Programme de préparation, semaine par semaine
Un plan réaliste pour l'été, à adapter à ton rythme. L'objectif n'est pas de « faire de l'éco » avant l'heure, mais de solidifier les automatismes de calcul et de poser les bases conceptuelles qui feront la différence dès septembre.
Semaines 1-2 — Réactiver les automatismes de calcul
La priorité absolue : ne plus jamais bloquer sur un calcul de base.
- Revoir les pourcentages : variations, coefficients multiplicateurs, évolutions successives.
- Refaire les exercices de pourcentages de ce guide jusqu'à l'aisance totale.
- Réviser les fonctions affines : pente, ordonnée à l'origine, lecture graphique.
- S'assurer de savoir résoudre une équation et manipuler des expressions simples.
Semaines 3-4 — Dérivées et raisonnement à la marge
On installe l'outil central de la microéconomie.
- Revoir le calcul de dérivées simples (polynômes).
- Comprendre le lien dérivée ↔ variations (croissance/décroissance) et recherche d'optimum.
- Traiter les exercices d'optimisation de ce guide (profit maximal, coût minimal).
- Relier ces calculs à leur sens économique : coût marginal, recette marginale.
Semaines 5-6 — Les notions économiques fondamentales
On construit le socle conceptuel de l'économie.
- Assimiler le mécanisme offre / demande / prix d'équilibre.
- Distinguer micro et macroéconomie ; comprendre PIB, croissance, inflation.
- Se familiariser avec les agents économiques et le circuit économique.
- Réviser les notions de SES de Terminale pour consolider ces bases.
Semaines 7-8 — Données, gestion et autonomie
On travaille l'analyse de données et on découvre la gestion.
- S'entraîner à lire et interpréter tableaux et graphiques (moyenne, médiane, fréquences).
- Découvrir les bases de la comptabilité : bilan, compte de résultat, résultat.
- Refaire l'ensemble des exercices de ce guide sans la correction.
- Installer une organisation de travail régulière et repérer les dispositifs de soutien de sa fac.
Réviser les bases avec Achevia
L'éco-gestion s'appuie sur des compétences que tu peux consolider gratuitement dès maintenant :
Questions fréquentes
- La licence d'économie-gestion demande-t-elle des maths ?
- Oui, beaucoup plus qu'on ne le croit : statistiques, fonctions, dérivées, calcul financier et probabilités sont omniprésents dès la L1.
- Quelles spécialités choisir au lycée pour l'éco-gestion ?

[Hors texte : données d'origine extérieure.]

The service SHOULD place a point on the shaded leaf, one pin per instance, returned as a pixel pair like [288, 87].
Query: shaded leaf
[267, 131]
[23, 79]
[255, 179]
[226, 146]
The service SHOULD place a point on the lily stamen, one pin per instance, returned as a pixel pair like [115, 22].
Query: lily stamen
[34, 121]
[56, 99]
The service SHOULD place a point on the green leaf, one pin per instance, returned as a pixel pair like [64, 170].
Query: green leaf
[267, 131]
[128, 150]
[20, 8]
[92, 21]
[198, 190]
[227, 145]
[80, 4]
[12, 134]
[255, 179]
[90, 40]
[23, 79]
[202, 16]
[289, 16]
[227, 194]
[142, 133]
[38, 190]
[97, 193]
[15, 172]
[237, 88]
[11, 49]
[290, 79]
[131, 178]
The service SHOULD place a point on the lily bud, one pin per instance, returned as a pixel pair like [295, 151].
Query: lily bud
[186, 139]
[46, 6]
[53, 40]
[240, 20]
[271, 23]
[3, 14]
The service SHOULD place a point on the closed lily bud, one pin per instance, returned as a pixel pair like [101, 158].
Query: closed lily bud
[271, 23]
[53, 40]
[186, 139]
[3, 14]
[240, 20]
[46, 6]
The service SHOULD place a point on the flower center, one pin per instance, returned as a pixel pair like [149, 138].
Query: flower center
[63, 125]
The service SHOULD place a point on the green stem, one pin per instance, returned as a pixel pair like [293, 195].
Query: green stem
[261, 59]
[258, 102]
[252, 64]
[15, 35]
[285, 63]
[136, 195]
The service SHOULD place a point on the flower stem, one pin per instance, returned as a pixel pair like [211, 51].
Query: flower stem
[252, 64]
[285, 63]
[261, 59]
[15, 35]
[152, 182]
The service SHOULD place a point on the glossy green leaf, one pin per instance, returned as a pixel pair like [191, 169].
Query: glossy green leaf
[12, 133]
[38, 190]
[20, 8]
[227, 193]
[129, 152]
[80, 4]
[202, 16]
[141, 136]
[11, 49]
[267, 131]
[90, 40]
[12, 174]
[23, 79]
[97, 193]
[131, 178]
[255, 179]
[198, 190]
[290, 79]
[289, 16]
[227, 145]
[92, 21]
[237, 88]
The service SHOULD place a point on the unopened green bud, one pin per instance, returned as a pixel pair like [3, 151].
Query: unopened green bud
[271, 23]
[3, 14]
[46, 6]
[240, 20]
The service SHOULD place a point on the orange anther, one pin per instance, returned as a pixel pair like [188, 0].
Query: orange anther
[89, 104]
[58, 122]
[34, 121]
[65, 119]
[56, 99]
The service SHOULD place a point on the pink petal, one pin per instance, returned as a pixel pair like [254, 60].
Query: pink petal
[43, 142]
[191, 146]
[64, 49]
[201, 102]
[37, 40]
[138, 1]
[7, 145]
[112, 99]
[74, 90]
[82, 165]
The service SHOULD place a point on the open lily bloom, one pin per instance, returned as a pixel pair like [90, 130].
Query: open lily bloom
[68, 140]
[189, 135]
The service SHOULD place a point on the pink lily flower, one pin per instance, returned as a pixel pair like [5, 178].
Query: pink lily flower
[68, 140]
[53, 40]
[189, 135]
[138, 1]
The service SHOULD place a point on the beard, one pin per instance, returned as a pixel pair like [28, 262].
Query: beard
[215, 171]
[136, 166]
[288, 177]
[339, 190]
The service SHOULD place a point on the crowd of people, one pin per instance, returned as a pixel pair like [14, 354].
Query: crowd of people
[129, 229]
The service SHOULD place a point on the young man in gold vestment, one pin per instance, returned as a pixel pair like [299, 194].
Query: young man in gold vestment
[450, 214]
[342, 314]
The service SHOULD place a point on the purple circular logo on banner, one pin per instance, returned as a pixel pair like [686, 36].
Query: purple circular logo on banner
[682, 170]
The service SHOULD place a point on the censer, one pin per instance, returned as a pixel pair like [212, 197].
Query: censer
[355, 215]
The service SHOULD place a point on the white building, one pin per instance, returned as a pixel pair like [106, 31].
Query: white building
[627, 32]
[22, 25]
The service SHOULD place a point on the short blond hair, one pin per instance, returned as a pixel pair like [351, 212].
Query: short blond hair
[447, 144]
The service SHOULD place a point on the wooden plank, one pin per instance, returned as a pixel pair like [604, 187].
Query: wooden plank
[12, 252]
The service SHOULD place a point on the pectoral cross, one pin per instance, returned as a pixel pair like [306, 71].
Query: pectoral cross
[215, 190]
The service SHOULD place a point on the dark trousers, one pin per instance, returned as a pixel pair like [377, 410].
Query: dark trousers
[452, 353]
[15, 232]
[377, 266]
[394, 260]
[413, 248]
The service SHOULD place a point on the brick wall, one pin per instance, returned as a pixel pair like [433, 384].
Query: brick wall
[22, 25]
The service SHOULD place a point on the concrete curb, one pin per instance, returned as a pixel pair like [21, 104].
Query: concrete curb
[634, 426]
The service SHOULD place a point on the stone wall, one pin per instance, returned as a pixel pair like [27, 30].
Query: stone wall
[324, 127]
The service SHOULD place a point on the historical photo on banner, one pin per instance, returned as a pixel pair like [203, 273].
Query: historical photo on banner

- La spécialité mathématiques est un atout majeur. Les SES et, selon les cas, l'option maths complémentaires aident aussi beaucoup.
- J'ai arrêté les maths en Première, est-ce un problème ?
- C'est un point de vigilance sérieux. Il est vivement conseillé de retravailler fonctions, pourcentages et dérivées cet été, voire de viser un parcours avec remise à niveau.
- Combien de temps préparer sa L1 d'éco-gestion ?
- Le programme de ce guide s'étale sur environ huit semaines, à raison de quelques heures par semaine. L'essentiel est la régularité.
- Ce guide remplace-t-il les cours de la fac ?
- Non : il prépare le terrain. Il vise à solidifier les automatismes et à poser les notions de base, pour aborder la L1 sans être pris de court.